The Queen Mary in Long Beach is a must see tourist attraction pretty much any time of year, hearkening back to a day when massive ocean liners were king and a vital form of transportation instead of floating cities rife with crime and various stomach diseases. Of course, in addition to the opulence, the ship has its dark sides. It was called into service to ferry soldiers during World War II, and like any hotel, it lost a handful of guests and crew over the years. The ship has a reputation for being one of America’s most haunted places, and while we’ve never actually seen anything to confirm or deny this reputation (despite having taken its ghost tour that you can attend any time of year), I have an easy time seeing the ship as a creepy place. There’s something about the 1940’s aesthetics combined with the complete and utter blackness that you can only really find in the deep, iron hulk of a ship that just makes the hair on the back of my neck stand on end.
So, naturally, this is the perfect place for a haunt.

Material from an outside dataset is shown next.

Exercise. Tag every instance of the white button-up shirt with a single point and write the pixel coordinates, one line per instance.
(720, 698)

Dark Harbor is one of the standout haunts in Southern California, and one of the main reasons for it is how little they half-ass the experience. They could have just put one haunted house in (or by) the ship, vaguely themed it to something retro or ship-based and called it a day, enjoying the extra money they make on top of being a tourist destination and active hotel, but no. Dark Harbor sets itself up as an event to rival even the theme park attractions nearby, with six mazes, a carnival of terrors atmosphere, and numerous other attractions. Now I’ll admit, they clearly don’t have the room or budget to pull off a lot of what the major theme parks do, you won’t find makeup and sets on the level of what you’ll find at Universal Studios or Knott’s Berry Farm, but what you will find is enthusiasm. Year in and out the scareactors here are arguably the scariest I’ve seen at any Halloween event, charging, following, taking advantage of the darkness and coaxing out any screams you might be hiding away.
So, did this year live up to the high bar set by past years? Well, Fiona and I with our dear friend Ashley got a few front of the line tickets and went to find out.
As well, and I cannot stress this enough, front of the line passes are essential. With lines that can get up to 2 or 3 hours long, the front of the line passes are the only way to see every maze.